Kids love the idea of Halloween: the scariness, the dressing up, the candy. However, candy and goblins are not always consistent with primary school policies. Teachers can capitalize on the fun of the holiday without sacrificing policy by holding a book character parade. Students and teachers dress up as characters from their favorite books and parade around the school showing off their costumes to parents and friends.
When planning a book character parade teachers and school officials first need to decide on the parameters of the event. Who is going to participate, what they have to do, and what types of costumes aren’t allowed all need to be determined in order for the parade to run smoothly.
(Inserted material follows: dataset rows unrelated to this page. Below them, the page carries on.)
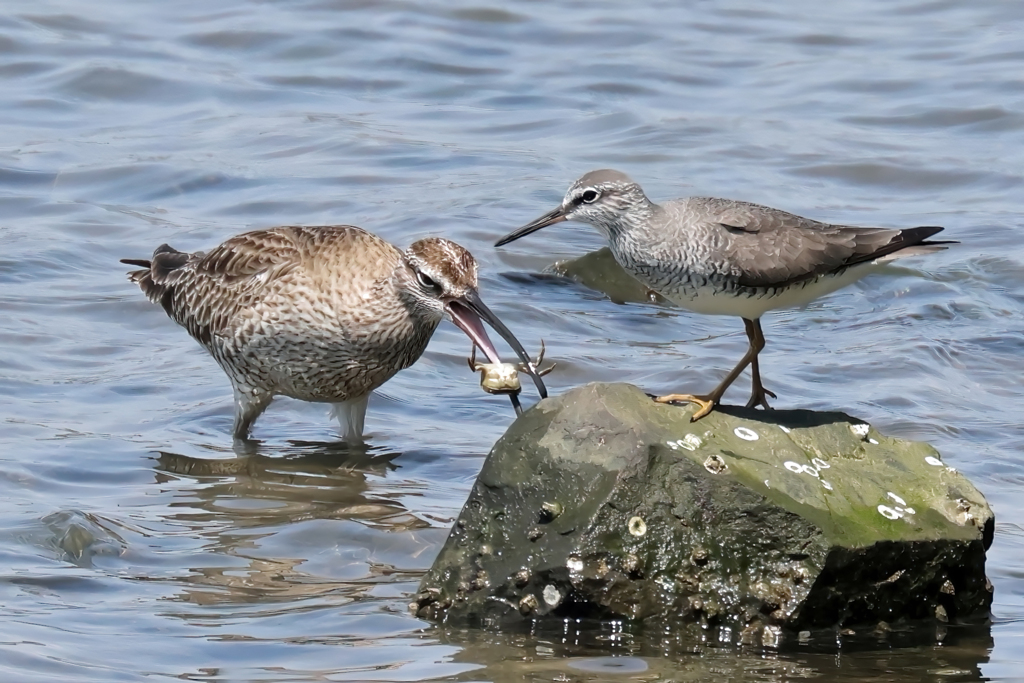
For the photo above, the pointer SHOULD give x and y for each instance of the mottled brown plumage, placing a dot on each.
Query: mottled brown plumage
(323, 313)
(725, 257)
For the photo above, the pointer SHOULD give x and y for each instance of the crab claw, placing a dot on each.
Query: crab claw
(536, 367)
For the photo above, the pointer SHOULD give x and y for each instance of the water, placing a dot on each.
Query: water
(135, 545)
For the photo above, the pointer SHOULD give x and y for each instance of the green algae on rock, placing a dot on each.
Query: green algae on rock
(602, 503)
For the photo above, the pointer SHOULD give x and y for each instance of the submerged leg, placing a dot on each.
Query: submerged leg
(709, 401)
(759, 394)
(351, 415)
(249, 404)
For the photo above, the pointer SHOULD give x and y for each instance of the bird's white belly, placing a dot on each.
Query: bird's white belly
(752, 304)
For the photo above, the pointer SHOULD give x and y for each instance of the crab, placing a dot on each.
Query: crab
(503, 378)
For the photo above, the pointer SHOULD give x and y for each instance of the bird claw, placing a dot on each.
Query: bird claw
(503, 378)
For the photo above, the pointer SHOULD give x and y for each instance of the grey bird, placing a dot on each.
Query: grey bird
(726, 257)
(325, 313)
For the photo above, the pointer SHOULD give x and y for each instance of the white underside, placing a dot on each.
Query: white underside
(711, 302)
(351, 415)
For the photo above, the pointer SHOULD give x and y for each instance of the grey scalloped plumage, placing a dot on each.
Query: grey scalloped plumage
(726, 257)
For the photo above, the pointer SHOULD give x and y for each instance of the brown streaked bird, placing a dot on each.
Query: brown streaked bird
(725, 257)
(324, 314)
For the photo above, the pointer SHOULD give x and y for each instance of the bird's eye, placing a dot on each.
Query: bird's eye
(426, 283)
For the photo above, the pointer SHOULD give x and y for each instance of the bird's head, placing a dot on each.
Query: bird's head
(441, 278)
(607, 200)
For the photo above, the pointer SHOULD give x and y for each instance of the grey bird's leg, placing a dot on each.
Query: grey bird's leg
(351, 416)
(708, 402)
(759, 394)
(249, 404)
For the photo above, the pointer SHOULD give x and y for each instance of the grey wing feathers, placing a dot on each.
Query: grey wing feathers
(772, 248)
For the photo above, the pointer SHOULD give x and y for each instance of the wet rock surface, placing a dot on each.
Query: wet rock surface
(601, 503)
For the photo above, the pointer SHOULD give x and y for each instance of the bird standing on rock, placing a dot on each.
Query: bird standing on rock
(725, 257)
(323, 314)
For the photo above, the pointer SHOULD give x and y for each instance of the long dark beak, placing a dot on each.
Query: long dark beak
(550, 218)
(469, 313)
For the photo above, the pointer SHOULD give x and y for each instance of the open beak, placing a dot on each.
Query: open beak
(550, 218)
(469, 313)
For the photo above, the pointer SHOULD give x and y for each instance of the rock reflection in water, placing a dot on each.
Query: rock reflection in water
(565, 651)
(262, 505)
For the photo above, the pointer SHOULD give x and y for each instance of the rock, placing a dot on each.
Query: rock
(602, 503)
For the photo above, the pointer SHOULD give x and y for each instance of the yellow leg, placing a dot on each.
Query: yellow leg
(709, 401)
(706, 403)
(759, 394)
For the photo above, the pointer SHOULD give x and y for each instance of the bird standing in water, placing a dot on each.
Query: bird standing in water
(725, 257)
(323, 314)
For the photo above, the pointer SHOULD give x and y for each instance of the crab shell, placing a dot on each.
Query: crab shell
(499, 377)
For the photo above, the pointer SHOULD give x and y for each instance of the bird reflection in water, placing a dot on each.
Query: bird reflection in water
(251, 509)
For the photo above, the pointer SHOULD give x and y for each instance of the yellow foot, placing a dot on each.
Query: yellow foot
(761, 398)
(706, 402)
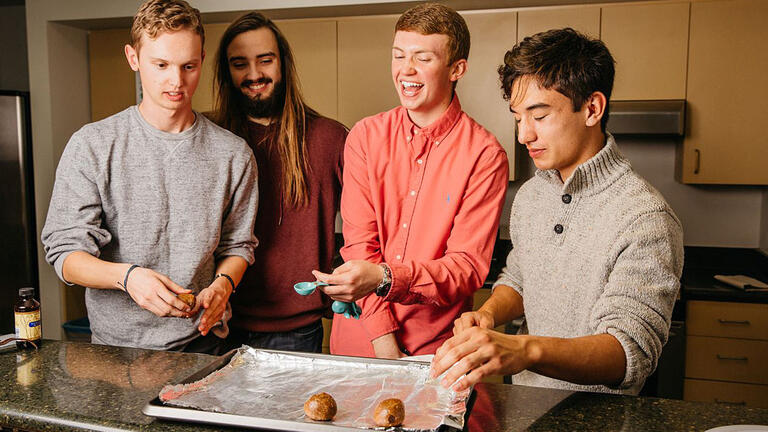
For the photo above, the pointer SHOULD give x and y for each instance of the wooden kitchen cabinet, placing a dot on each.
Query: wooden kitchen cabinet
(203, 99)
(649, 43)
(365, 57)
(113, 83)
(726, 353)
(726, 393)
(492, 34)
(585, 19)
(314, 50)
(725, 139)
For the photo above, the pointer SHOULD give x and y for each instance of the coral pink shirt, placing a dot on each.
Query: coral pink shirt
(427, 202)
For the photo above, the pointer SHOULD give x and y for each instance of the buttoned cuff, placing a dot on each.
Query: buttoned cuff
(401, 283)
(379, 323)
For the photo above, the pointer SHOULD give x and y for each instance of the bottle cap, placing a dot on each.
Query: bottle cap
(26, 291)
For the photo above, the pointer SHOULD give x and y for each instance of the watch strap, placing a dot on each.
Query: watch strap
(386, 282)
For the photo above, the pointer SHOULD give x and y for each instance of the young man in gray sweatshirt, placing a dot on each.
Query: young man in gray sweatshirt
(155, 201)
(596, 251)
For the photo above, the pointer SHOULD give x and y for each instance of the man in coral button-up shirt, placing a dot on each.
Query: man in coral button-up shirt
(423, 189)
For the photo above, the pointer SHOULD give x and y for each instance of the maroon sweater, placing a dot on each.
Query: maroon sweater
(292, 241)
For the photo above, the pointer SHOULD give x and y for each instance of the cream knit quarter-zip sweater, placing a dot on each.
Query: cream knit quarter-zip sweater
(600, 253)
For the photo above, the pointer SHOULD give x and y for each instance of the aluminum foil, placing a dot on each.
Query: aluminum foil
(275, 385)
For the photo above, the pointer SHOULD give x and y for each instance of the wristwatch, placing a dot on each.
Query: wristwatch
(386, 282)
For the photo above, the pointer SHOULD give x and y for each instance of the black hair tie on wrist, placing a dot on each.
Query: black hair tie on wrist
(231, 282)
(127, 273)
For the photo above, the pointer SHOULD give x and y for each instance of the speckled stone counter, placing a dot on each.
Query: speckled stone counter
(69, 386)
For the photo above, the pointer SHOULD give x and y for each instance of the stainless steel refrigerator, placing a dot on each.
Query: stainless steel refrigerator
(18, 238)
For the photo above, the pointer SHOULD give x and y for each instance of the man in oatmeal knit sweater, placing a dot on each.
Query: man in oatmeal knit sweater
(596, 251)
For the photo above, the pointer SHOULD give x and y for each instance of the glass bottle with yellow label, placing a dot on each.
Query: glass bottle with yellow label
(27, 316)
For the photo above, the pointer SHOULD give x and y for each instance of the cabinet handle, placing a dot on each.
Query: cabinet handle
(724, 402)
(698, 161)
(721, 357)
(724, 322)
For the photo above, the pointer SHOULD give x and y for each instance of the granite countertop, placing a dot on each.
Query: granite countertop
(78, 386)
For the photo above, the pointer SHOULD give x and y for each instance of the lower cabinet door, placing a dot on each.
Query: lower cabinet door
(726, 393)
(726, 359)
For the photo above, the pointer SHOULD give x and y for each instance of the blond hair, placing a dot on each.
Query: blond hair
(157, 16)
(434, 18)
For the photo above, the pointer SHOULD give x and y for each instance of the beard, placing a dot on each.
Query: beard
(262, 107)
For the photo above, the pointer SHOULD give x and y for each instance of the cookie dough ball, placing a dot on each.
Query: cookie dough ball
(388, 413)
(188, 299)
(320, 406)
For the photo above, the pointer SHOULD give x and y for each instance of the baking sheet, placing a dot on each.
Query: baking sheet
(267, 389)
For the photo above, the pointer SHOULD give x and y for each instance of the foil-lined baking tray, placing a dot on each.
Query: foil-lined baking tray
(267, 389)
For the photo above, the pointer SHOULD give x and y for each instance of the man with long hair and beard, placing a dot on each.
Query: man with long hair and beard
(300, 157)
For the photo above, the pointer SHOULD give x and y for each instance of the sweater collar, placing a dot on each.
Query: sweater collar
(595, 174)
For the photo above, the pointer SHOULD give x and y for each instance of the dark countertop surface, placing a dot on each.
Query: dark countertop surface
(68, 386)
(703, 263)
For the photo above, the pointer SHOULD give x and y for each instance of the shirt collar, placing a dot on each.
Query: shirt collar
(597, 173)
(442, 125)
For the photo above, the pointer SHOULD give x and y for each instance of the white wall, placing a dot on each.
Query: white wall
(13, 46)
(722, 216)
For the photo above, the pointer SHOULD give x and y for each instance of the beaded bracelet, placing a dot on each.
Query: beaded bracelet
(124, 285)
(229, 278)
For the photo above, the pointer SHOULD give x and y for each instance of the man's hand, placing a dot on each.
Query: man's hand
(386, 347)
(214, 300)
(468, 320)
(352, 280)
(480, 352)
(156, 293)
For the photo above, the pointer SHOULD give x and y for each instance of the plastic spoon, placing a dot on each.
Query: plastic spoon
(349, 310)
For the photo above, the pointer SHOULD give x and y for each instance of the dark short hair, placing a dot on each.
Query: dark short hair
(434, 18)
(564, 60)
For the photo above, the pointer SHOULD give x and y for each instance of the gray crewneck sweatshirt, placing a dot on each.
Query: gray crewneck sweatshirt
(173, 202)
(602, 253)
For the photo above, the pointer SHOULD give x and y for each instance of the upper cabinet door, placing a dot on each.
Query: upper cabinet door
(314, 51)
(585, 19)
(204, 98)
(365, 63)
(726, 141)
(492, 34)
(649, 44)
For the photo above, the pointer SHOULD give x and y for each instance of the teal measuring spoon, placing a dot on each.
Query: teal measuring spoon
(349, 310)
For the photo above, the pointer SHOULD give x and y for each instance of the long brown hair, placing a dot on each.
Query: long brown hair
(290, 138)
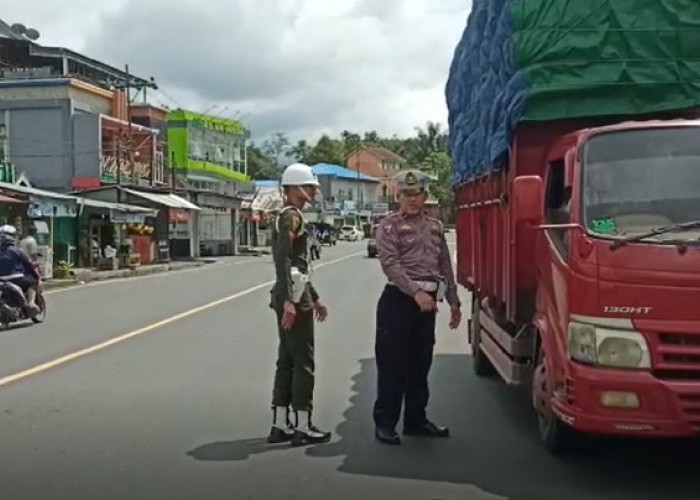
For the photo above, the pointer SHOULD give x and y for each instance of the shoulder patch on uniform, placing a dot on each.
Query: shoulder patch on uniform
(294, 222)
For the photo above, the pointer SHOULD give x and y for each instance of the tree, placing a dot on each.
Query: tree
(439, 165)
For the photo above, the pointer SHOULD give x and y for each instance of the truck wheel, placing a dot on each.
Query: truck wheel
(555, 435)
(481, 365)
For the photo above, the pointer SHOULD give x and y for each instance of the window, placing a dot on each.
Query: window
(558, 206)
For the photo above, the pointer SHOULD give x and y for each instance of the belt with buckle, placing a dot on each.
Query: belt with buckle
(426, 286)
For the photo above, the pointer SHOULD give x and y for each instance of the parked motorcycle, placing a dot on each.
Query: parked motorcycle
(13, 307)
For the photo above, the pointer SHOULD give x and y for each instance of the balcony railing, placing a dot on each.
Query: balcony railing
(125, 171)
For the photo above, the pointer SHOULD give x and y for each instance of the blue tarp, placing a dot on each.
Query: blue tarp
(485, 92)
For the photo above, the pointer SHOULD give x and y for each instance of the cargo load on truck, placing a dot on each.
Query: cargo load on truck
(575, 138)
(542, 60)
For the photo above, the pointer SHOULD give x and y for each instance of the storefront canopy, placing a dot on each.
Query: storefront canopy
(166, 199)
(9, 199)
(43, 203)
(119, 207)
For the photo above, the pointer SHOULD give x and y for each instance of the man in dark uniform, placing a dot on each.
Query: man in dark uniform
(295, 302)
(414, 256)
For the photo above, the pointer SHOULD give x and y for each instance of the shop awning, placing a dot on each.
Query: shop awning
(9, 199)
(40, 193)
(169, 200)
(44, 203)
(119, 207)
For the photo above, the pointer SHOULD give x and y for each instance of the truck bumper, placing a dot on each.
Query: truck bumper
(591, 400)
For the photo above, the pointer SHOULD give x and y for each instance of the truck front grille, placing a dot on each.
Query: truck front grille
(677, 356)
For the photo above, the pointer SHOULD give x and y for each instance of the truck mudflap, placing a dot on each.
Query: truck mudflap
(510, 355)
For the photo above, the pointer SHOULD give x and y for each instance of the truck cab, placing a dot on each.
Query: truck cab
(613, 343)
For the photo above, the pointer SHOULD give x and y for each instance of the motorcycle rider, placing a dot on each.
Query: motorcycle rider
(13, 261)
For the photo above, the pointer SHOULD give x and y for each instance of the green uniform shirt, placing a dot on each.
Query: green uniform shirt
(290, 249)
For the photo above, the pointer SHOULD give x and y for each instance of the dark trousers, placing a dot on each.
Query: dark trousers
(294, 376)
(404, 344)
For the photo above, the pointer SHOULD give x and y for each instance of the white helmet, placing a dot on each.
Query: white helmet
(299, 174)
(8, 230)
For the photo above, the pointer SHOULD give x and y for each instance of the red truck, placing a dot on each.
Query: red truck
(580, 245)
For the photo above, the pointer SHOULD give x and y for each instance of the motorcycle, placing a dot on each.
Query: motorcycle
(13, 303)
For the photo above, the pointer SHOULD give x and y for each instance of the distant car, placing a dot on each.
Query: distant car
(351, 233)
(372, 243)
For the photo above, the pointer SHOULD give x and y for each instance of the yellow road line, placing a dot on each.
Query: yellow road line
(153, 326)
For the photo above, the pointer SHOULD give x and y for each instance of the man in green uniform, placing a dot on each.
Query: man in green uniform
(295, 302)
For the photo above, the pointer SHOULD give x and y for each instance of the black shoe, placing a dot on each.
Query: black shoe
(278, 435)
(427, 429)
(312, 435)
(387, 436)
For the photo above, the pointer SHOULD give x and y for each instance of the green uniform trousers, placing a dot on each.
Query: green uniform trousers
(294, 376)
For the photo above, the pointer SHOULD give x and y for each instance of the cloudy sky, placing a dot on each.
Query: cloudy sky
(303, 67)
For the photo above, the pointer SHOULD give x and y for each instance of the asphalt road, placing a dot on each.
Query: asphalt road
(159, 387)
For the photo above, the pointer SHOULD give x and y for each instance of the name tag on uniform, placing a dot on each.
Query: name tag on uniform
(442, 288)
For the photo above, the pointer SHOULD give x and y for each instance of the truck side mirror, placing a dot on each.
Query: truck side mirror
(528, 199)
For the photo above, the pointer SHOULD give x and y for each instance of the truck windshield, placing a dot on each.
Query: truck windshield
(635, 181)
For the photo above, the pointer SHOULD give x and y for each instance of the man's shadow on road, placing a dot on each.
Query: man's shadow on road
(225, 451)
(494, 446)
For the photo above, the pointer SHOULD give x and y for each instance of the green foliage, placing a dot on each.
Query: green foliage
(427, 150)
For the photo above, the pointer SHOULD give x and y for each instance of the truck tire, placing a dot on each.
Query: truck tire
(555, 435)
(481, 365)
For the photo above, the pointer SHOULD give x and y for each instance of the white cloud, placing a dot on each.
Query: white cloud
(303, 67)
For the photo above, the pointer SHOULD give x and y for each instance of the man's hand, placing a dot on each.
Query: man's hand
(321, 311)
(289, 314)
(425, 301)
(455, 317)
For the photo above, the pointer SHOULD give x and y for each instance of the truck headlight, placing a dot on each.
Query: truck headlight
(607, 347)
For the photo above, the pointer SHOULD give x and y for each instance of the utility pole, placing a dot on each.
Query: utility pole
(172, 171)
(127, 84)
(118, 164)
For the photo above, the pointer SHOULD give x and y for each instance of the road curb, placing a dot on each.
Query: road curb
(122, 274)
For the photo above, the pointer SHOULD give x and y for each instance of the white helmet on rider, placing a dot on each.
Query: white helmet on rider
(8, 232)
(299, 174)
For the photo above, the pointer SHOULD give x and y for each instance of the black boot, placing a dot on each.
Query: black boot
(426, 429)
(281, 430)
(305, 432)
(387, 436)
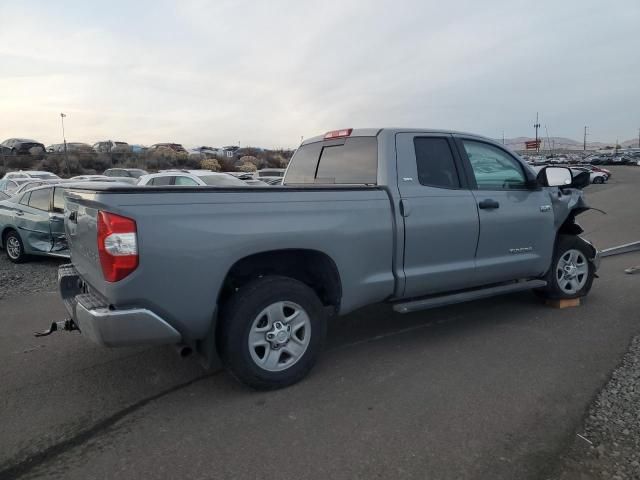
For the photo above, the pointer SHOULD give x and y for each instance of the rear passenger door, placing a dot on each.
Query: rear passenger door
(517, 232)
(439, 214)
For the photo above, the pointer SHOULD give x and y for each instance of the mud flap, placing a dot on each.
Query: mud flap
(69, 325)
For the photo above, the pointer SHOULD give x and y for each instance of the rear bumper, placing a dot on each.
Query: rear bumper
(111, 327)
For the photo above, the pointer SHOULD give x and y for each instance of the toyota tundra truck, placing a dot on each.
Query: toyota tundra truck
(413, 217)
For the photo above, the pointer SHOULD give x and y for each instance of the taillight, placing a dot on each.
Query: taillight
(117, 246)
(345, 132)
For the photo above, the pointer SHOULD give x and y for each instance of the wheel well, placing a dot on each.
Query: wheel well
(5, 232)
(311, 267)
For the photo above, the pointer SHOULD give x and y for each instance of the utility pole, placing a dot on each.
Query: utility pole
(537, 126)
(64, 140)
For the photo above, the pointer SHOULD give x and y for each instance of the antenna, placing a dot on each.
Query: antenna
(537, 126)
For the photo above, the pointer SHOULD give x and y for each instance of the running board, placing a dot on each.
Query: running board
(442, 300)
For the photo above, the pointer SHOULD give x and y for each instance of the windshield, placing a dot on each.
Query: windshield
(222, 180)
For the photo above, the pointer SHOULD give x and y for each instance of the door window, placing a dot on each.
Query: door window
(493, 168)
(436, 167)
(40, 199)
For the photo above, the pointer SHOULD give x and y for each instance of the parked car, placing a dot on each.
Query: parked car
(254, 182)
(594, 177)
(10, 185)
(272, 180)
(125, 172)
(89, 177)
(271, 172)
(138, 148)
(29, 184)
(111, 146)
(23, 146)
(30, 174)
(416, 218)
(176, 147)
(205, 151)
(32, 224)
(104, 178)
(190, 178)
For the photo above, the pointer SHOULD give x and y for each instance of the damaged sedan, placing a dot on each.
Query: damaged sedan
(33, 224)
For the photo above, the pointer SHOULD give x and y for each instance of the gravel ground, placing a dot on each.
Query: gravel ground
(611, 444)
(39, 274)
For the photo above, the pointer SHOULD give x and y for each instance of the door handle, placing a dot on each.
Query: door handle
(488, 204)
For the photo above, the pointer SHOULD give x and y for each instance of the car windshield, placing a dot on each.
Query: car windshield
(136, 172)
(222, 180)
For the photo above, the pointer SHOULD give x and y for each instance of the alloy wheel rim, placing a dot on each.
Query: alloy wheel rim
(279, 336)
(13, 247)
(572, 271)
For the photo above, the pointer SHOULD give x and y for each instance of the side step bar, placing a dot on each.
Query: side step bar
(442, 300)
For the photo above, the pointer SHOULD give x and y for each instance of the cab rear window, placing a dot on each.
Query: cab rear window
(354, 161)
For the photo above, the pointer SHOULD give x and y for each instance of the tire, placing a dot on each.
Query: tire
(14, 247)
(571, 274)
(286, 324)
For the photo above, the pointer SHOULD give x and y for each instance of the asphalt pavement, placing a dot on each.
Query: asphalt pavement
(489, 389)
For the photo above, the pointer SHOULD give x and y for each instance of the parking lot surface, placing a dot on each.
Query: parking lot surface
(489, 389)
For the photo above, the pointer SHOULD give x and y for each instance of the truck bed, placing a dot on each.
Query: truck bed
(188, 239)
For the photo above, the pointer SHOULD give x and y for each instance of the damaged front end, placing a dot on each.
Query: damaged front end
(567, 204)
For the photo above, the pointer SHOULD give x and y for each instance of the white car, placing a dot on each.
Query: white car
(35, 174)
(190, 178)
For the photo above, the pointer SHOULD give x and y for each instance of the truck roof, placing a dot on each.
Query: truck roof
(374, 132)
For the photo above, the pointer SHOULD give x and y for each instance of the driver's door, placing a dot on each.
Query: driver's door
(517, 232)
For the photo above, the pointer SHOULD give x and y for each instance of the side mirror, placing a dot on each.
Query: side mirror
(555, 177)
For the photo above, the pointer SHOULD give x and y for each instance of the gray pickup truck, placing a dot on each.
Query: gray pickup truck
(416, 218)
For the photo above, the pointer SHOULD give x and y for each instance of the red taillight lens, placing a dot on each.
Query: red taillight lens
(345, 132)
(117, 246)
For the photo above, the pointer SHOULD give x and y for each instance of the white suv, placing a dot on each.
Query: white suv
(190, 178)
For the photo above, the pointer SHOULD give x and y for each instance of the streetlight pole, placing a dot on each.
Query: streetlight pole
(537, 126)
(64, 140)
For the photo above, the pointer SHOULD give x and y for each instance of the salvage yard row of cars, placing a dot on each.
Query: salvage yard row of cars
(32, 205)
(26, 146)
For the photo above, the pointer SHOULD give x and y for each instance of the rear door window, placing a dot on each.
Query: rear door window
(353, 162)
(40, 199)
(436, 166)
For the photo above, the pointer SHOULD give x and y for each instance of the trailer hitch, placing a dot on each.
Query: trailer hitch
(67, 324)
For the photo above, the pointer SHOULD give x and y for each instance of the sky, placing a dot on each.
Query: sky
(266, 73)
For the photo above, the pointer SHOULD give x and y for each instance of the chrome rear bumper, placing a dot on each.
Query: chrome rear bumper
(107, 325)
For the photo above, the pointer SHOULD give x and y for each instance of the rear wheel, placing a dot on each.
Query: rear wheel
(271, 332)
(14, 247)
(571, 274)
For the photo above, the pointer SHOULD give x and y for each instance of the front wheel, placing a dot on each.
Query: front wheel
(571, 274)
(271, 332)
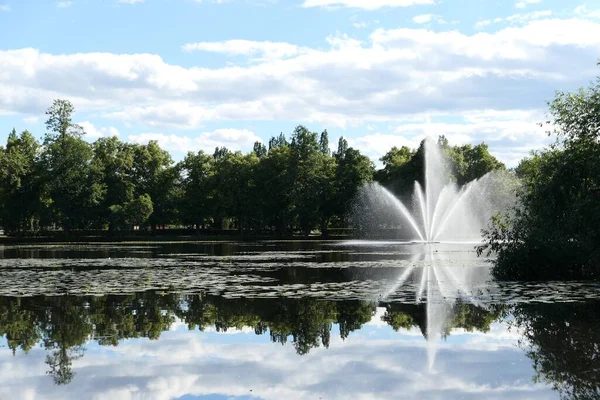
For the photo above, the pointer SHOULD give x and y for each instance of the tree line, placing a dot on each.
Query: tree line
(292, 185)
(554, 231)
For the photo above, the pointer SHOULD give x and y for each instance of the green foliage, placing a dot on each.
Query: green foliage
(562, 342)
(555, 231)
(292, 186)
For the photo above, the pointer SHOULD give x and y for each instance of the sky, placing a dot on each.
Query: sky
(196, 74)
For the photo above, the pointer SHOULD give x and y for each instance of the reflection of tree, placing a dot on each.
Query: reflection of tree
(461, 315)
(563, 341)
(64, 324)
(18, 324)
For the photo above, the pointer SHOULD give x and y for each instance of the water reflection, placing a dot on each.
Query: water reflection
(431, 328)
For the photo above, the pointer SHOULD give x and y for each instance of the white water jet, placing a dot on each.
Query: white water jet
(441, 210)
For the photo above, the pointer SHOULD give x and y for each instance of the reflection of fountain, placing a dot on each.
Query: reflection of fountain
(439, 286)
(442, 211)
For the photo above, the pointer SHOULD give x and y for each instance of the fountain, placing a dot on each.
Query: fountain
(441, 211)
(442, 214)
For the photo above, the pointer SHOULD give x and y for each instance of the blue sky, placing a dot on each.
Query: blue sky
(199, 74)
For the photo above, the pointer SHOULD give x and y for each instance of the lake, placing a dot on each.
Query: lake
(293, 320)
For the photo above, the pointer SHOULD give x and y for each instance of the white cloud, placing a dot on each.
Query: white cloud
(524, 3)
(361, 367)
(264, 50)
(385, 78)
(582, 11)
(31, 120)
(427, 18)
(233, 139)
(364, 4)
(509, 134)
(91, 132)
(515, 19)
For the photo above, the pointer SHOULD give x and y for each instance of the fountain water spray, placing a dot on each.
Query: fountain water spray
(442, 211)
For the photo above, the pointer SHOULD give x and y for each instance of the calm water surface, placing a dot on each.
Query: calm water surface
(288, 320)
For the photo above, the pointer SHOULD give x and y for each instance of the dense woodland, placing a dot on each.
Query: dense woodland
(554, 232)
(294, 185)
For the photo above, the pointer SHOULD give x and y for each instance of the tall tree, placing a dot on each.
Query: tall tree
(70, 180)
(20, 192)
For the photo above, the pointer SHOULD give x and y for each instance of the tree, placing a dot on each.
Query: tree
(113, 162)
(260, 149)
(59, 122)
(20, 192)
(306, 162)
(73, 186)
(275, 185)
(554, 233)
(155, 175)
(196, 174)
(138, 211)
(324, 143)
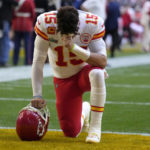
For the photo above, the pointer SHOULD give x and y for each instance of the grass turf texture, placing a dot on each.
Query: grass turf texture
(56, 141)
(127, 90)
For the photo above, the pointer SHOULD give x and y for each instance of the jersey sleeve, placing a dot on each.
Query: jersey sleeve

Parade planners also need to choose a date and time and decide who will be invited to view the parade.
Common Character Parade Guidelines:
- Students must come in costume to participate in the parade.
- No bloody or scary costumes.
- No weapons.
- No full face masks.
- Kids must be able to put their costumes on themselves.
- Students must be in good standing in their classrooms to participate.
After the guidelines have been established the next step in planning the Halloween book parade is to inform the teachers so they can prepare the students. Teachers can introduce the event by dressing up in costume to motivate the kids and explain how the parade will work. Teachers can add a column for “favorite character” to their reading logs to help the students start to think about which characters they like and why. Students can also begin to identify and analyze storybook characters during shared and guided reading time.
About a month before the parade takes place letters should be sent home to all of the parents and guardians. The letter should outline the students’ assignment and the parade guidelines and provide the parents with examples of character costumes. A press release is sent out and the community is also invited to come to the Halloween book character parade.
As the date gets closer teachers can begin to talk to their classes about what a parade is and read parade themed books, such as And to Think That I Saw It on Mulberry Street by Dr. Seuss [Random House, 1964], to the them. One week before the parade, teachers can send home a form asking students and parents to list which character they will be dressing up as to make sure there is no confusion about what is expected. The teachers and principals also chose their character costumes and begin to work on their outfits.
On the day of the parade the students get ready and line up in their classrooms. Each teacher takes their class to the starting point and line up behind the principal. The principal leads the students along the parade route while marching music plays and the parents wave to and take pictures of the kids. After the parade the students return to their classroom in costume to take turns explaining to their classmates who they dressed up as and why.
A book character Halloween parade blends together the fun and excitement of dressing up on Halloween with a shared educational learning experience and is a great holiday activity for elementary schools.